E così, fino a un paio di giorni fa, erano funzionate le cose fra Murat e Granit. Ma, dopo lo sciagurato 2-2 di Pristina, quel limite è stato superato: il giocatore, infatti, ha pubblicamente dichiarato che il pareggio - da tutti giustamente considerato un'autentica disfatta - è figlio della sbagliata attitudine mostrata dalla squadra nei giorni precedenti la sfida al Kosovo. ‘Abbiamo giocato come ci siamo allenati’, ha detto il capitano. La frase è subdola: all'apparenza sta a significare infatti che al gruppo è mancato l'impegno sia in allenamento sia in partita, ma scavando appena un pochino in profondità può essere letta come un'aperta critica ai metodi e al credo del selezionatore: non vinciamo perché il lavoro che svolgiamo è inutile e inefficace.

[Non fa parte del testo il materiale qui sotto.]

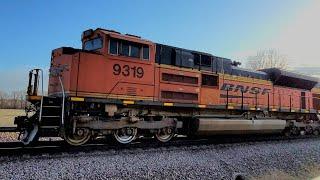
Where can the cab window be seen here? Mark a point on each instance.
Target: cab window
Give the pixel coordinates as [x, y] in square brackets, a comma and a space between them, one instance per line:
[93, 44]
[130, 49]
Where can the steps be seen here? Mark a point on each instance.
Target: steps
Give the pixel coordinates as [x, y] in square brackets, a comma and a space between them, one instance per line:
[51, 112]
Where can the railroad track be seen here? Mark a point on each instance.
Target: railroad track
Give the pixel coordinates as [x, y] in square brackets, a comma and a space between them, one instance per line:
[60, 147]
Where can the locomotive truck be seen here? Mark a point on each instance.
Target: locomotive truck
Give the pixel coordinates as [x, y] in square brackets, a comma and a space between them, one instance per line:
[125, 87]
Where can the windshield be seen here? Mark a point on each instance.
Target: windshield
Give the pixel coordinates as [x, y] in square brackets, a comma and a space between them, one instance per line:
[93, 44]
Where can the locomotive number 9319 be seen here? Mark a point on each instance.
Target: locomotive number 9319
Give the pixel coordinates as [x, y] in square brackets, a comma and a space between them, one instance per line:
[126, 70]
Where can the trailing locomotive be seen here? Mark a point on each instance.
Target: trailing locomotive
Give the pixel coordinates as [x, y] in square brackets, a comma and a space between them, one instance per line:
[128, 87]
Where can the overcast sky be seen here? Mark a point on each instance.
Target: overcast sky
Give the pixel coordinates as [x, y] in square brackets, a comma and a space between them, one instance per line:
[233, 29]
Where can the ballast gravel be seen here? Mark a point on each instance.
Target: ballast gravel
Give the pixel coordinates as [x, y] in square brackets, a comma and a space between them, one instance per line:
[192, 162]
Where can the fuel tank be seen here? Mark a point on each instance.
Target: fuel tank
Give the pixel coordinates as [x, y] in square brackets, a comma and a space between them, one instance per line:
[212, 126]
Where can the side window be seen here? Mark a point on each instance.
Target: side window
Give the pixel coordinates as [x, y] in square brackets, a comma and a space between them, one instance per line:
[209, 80]
[127, 48]
[196, 59]
[146, 52]
[113, 46]
[124, 49]
[205, 60]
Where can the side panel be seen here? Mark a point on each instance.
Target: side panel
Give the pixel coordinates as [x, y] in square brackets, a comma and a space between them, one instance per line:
[255, 91]
[115, 77]
[178, 84]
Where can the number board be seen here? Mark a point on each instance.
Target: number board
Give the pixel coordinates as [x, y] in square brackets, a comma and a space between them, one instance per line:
[126, 70]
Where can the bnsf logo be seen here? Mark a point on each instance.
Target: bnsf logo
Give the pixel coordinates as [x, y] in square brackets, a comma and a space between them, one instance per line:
[244, 89]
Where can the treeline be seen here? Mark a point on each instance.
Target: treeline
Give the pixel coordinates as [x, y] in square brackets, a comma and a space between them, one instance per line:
[13, 100]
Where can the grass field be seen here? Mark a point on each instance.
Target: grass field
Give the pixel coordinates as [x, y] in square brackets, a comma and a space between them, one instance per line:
[7, 116]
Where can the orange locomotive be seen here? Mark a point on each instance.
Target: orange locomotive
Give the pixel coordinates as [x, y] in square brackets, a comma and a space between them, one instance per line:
[129, 87]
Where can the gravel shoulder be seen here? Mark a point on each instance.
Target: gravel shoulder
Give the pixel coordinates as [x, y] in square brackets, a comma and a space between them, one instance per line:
[255, 160]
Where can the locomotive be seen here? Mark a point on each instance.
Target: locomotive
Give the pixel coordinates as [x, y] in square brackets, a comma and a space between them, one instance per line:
[125, 87]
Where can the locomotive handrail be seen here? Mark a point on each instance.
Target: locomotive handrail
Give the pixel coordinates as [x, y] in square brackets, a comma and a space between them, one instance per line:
[42, 94]
[63, 101]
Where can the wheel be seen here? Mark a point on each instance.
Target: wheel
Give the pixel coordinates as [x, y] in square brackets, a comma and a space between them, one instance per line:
[125, 135]
[80, 137]
[287, 132]
[165, 134]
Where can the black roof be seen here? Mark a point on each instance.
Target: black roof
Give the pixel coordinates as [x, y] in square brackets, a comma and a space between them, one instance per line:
[291, 79]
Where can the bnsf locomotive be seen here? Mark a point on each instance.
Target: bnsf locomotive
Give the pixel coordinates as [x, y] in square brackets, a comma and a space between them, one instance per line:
[125, 87]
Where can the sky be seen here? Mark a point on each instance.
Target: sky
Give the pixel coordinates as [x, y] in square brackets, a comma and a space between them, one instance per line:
[234, 29]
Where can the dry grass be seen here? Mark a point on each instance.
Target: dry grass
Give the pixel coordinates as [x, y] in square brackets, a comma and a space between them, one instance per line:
[308, 172]
[7, 116]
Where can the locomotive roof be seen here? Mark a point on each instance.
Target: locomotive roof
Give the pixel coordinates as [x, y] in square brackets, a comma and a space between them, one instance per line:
[291, 79]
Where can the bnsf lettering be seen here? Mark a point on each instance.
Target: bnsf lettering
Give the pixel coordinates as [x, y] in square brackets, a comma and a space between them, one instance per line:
[126, 71]
[240, 88]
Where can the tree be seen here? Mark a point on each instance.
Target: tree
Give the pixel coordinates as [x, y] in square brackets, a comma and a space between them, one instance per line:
[267, 59]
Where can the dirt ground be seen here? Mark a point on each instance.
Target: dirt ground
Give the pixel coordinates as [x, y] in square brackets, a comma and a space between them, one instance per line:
[7, 116]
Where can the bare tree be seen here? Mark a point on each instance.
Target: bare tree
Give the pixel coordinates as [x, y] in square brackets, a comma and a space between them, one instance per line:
[267, 59]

In questo senso, Xhaka potrebbe non avere tutti i torti, dato che sono parecchi gli appunti che possono essere mossi nei confronti del tecnico basilese. Probabilmente Murat, quando gli è stato affidato un incarico così importante, non aveva ancora maturato la giusta esperienza, specie a certi livelli. E non è che, nel frattempo, abbia colmato questa lacuna. Il tecnico, poi, ha sempre stupito - in negativo - per certe scelte assai curiose nel diramare le convocazioni: nelle liste, non si sa bene perché, qualche ruolo resta sempre clamorosamente sguarnito. Non esente da critiche è pure il modo con cui, il giorno della partita, Yakin stila modulo e formazione, spesso inediti, curiosi, azzardati.

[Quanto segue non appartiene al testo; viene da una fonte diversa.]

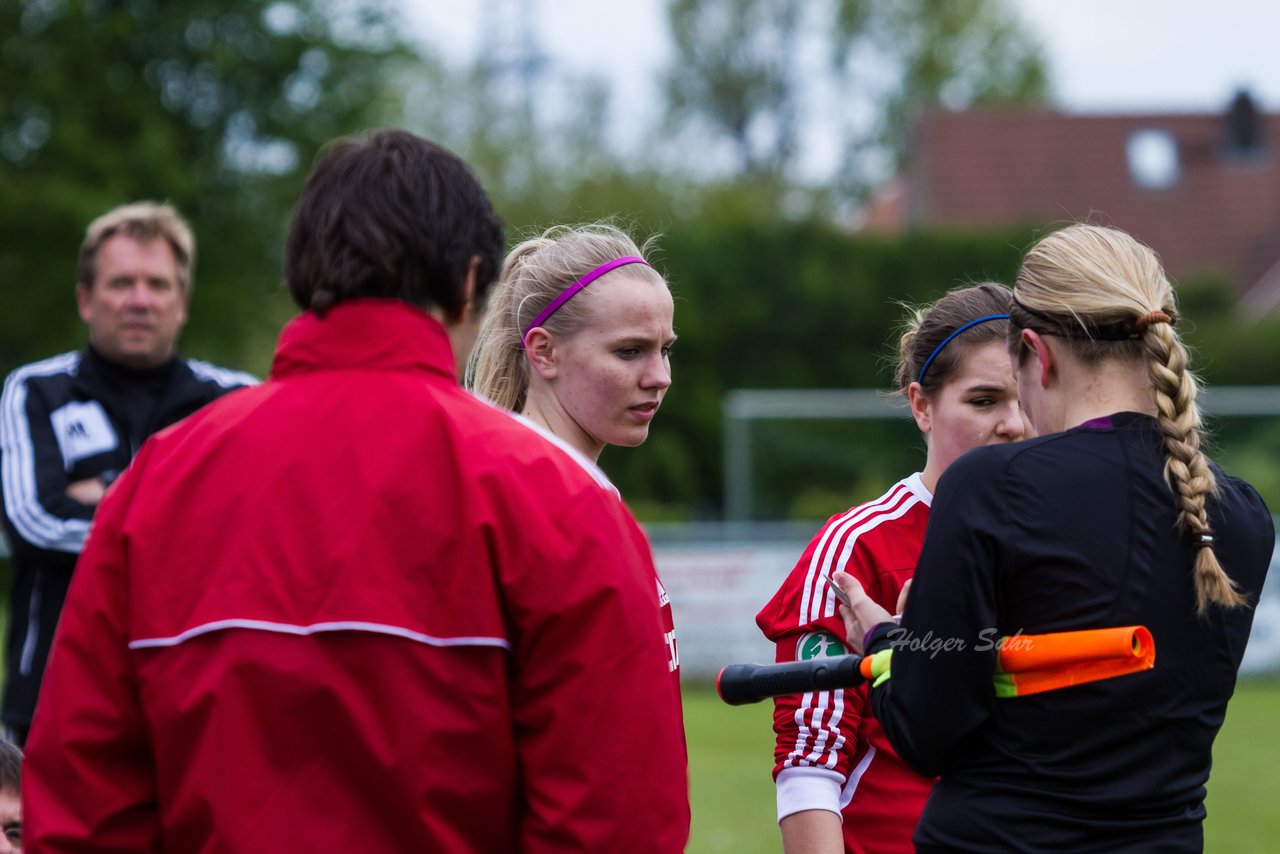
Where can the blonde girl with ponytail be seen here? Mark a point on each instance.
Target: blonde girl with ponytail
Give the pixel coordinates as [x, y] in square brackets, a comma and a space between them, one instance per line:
[577, 337]
[1111, 516]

E poi, ovviamente, sotto accusa ci sono i risultati, che fin qui non sono mai stati granché convincenti. Ci ha portato in Qatar, dirà qualcuno. Obiezione respinta: lui ha soltanto completato il lavoro svolto da chi l'aveva preceduto nella funzione, e se la qualificazione fu diretta, più che per merito del nostro Ct, dipese dal fatto che l'italiano Jorginho calciò malissimo ben due rigori contro Sommer. Li avesse invece segnati, a qualificarsi senza passare dai playoff sarebbero stati gli azzurri: a vedersela agli spareggi con Macedonia del Nord ed eventualmente Portogallo sarebbero stati dunque i rossocrociati, e ai Mondiali abbiamo poi tutti visto quanto più forti di noi fossero i lusitani. Poco elegante, infine, è stato il modo con cui il selezionatore ha addossato tutte le colpe per il deludente 2-2 di Pristina sulle spalle del povero Ndoye, reo di non aver nascosto il pallone a venti secondi dalla fine, come se invece tutto il resto della serata fosse andato a meraviglia.

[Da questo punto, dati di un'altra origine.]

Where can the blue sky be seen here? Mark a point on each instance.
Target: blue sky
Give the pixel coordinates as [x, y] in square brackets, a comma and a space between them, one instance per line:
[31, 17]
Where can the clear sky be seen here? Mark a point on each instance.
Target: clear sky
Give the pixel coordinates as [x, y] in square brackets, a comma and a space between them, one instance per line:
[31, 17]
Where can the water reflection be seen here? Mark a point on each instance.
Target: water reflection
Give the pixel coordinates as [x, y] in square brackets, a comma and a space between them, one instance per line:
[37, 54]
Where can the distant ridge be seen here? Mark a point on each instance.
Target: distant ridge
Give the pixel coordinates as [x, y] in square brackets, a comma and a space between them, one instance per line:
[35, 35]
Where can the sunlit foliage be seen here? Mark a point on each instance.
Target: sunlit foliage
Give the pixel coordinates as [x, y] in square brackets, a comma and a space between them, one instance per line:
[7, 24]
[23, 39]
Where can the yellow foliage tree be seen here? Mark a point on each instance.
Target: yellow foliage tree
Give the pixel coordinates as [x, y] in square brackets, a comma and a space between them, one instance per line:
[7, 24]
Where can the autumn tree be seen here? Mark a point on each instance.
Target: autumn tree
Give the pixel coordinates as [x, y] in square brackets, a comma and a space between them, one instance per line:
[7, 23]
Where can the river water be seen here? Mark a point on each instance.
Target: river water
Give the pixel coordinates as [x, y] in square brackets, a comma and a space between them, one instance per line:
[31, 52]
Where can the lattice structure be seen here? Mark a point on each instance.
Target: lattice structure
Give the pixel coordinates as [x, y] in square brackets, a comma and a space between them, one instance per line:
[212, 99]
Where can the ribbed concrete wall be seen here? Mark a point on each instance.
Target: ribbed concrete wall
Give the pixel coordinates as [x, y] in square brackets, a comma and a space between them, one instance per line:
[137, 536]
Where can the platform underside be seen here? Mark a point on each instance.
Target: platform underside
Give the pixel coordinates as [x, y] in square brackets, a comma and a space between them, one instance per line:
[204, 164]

Nella diatriba con Xhaka, ad ogni buon conto, non tutto gioca contro Yakin. Il tecnico potrà sempre far notare al capitano che il ticket - senza scali - per Doha fu conquistato senza il minimo apporto di Granit, che quelle fondamentali partite non le giocò. La squadra, pur priva del suo regista, si era ben comportata, e più di un critico aveva avanzato l'idea che il modulo ideale fosse proprio quello che vedeva escluso il senatore. Inoltre, potrà rimproverargli pure il fatto che - a livello emotivo e di comportamento in campo - la condotta del numero 10 non è sempre stata esemplare, anzi.

E ovviamente ci riferiamo agli epici scontri con la Serbia, che se da una parte hanno motivato Granit al massimo - giocò infatti sempre molto bene - dall'altra lo hanno pure indotto a mingere fuori dal vaso per colpa di un eccessivo coinvolgimento emotivo: esasperazioni che il gruppo, finito ogni volta sotto i riflettori mediatici, ha poi puntualmente pagato carissimo nelle partite successive a livello di calo di concentrazione e spreco di preziose energie. Infine, non ci stupiremmo se Yakin, fra l'altro con qualche ragione, rimproverasse al capitano un palese scarso impegno in occasione della figuraccia di Pristina: intenzionalmente o meno, Granit contro i suoi cugini kosovari ha fatto di tutto per non incidere in alcun modo sull'andamento della gara.

La situazione in seno alla Nati, dunque, si fa sempre più incandescente, e c'è da scommettere che, da qui al termine delle qualificazioni europee, ne vedremo ancora delle belle. L'unica consolazione è che, malgrado i numerosi punti colpevolmente lasciati per strada contro Romania e Kosovo, il primato nel girone e dunque la qualificazione per il torneo tedesco - complici anche un sorteggio più che benevolo e una formula assai generosa - non dovrebbero essere per nulla in discussione.